To Be Refactored for version 2
ATTX Semantic Broker - Data Administrator's User guide
Introduction
This user guide is for people who have an ATTX Semantic Broker platform instance up and running and want to start working with data. ATTX uses UnifiedViews ETL tool as the tool to define, execute, monitor, debug, schedule data related processes. In UnifiedViews these processes are defined as pipelines, which consists of steps that are implemented using DPUs (Data Processing Unit).
The traditional way of using ETL tools is to create potentially complex pipelines that Extract data from one or more data sources, run multiple Transformations and finally Load the data to another system. In these scenarios, ETL tool sits in the middle, handling data flows from A to B. In ATTX Semantic Broker, ETL is part of the system itself and the system can use itself as the data source. From the ETL point of view, it is a opinionated framework for building pipelines.
ATTX Semantic Broker has three types of pipelines: Ingestion, Processing and Distribution. Each type has its own characteristics, but the main ideas are as follows:
- Ingestion pipelines are the only ones that work with external data;
- Processing pipelines only work with internal data;
- Distribution pipelines are the only ones that are used to expose/distribute/publish data to the public.
Table of Contents
Pipeline Types
Every pipeline essentially represents one or more datasets.
Ingestion Pipelines
Simple download and replace
The simplest ingestion pipeline consists of three DPUs as depicted in figure X. In this example the downloaded data is already in RDF format and requires no transformations. Replace dataset loader means that old version of the data are always completely replaces with the new version.
This kind of pipelines can be used to download ontologies or vocabularies to the Semantic Broker.
Download and transform
It more common that the source data is not in RDF format or that the structure of the data is not exactly what you want store internally. Figure X shows an example where RMLTransformer
is used to transform from example CSV file into RDF before adding in to the Semantic Broker's data storage.
Both replace and update data set DPUs require RDF input, so transformation step is required for all input data that is not available in RDF format.
Incremental harvesting
OAI-PMH harvesting interface allows one to harvest new records incrementally based on the timestamp they were last modified. Incremental harvesting requires UpdateDataSet
DPU to be used, or otherwise the target dataset will only contain the latest changes.

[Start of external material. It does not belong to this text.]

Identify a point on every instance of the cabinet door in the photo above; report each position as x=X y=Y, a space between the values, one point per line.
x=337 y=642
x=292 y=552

Example workflow has two Loader DPUs, because we want to store clustered ids in to a separate dataset so that we can update the clustering configuration more easily.
Processing Pipelines
Link by ID
This example uses clustered ids and harvested datasets as the source data and generated new explicit links between resource. For example:
Clustered ids:
:pub1
attx:id "urn:1"
:org1
attx:id "orgID1"
working data 1
:pub1
a Publication
urn "urn:1"
org "orgID1"
linkByID data set
:pub1
orgLink :org1
Simple reasoning
OWNReasoner
can be configured to use either pipeline specific ontology or ontology data set as it's configuration. This example shows an example of the latter case. SelectExistingDataSets
DPU connected to the Ontology URI port is the data set that contains ontology triples where as the other SelectExistingDataSets
DPU refers to the data set that contain triples that will the target of the reasoning process.
Distribution Pipelines
Basic distribution pipeline example that select all the required source data and uses the custom RDF to JSON mapper to transform graph into documents. Resulting documents are added to the REST API using PublishToAPI
DPU.
ATTX DPUs
ATTX Semantic Broker ships with custom UnifiedViews DPUs that must be used when designing pipelines. DPUs have been categorized into extract, transform/generate and load classes and in most cases every pipeline contains at least one DPU from each category.
Extractors
ATTX extractor DPU are used to configure ingestion of external data source to the Semantic Broker or selection of existing data source(s) for processing or dissemination.
File Download
This DPU simply downloads and stores file from the given URL and passes it on to further processing. It can be used update dataset that are based on for example CSV exports.
Configuration:
- URL *
- username
- password
- method
- payload
- ignore SSL errors
- timeout
Output:
- files
OAI-PMH Harvester
This is a more complicated downloader that works with data sources that comply with OAI-PMH 2.0 metadata harvesting protocol. This harvester can be used for selective and incremental harvesting via set and from and until parameters. Set defines a named set of records i.e. "Openly_available_theses" for harvesting. From and until are YYYY-MM-DD
(date) formatted string that can be used to filter harvested records based on their timestamps. Another way to filter records by times-tamp is to harvest only records that were added/modified/deleted since the previous successful execution of the pipeline.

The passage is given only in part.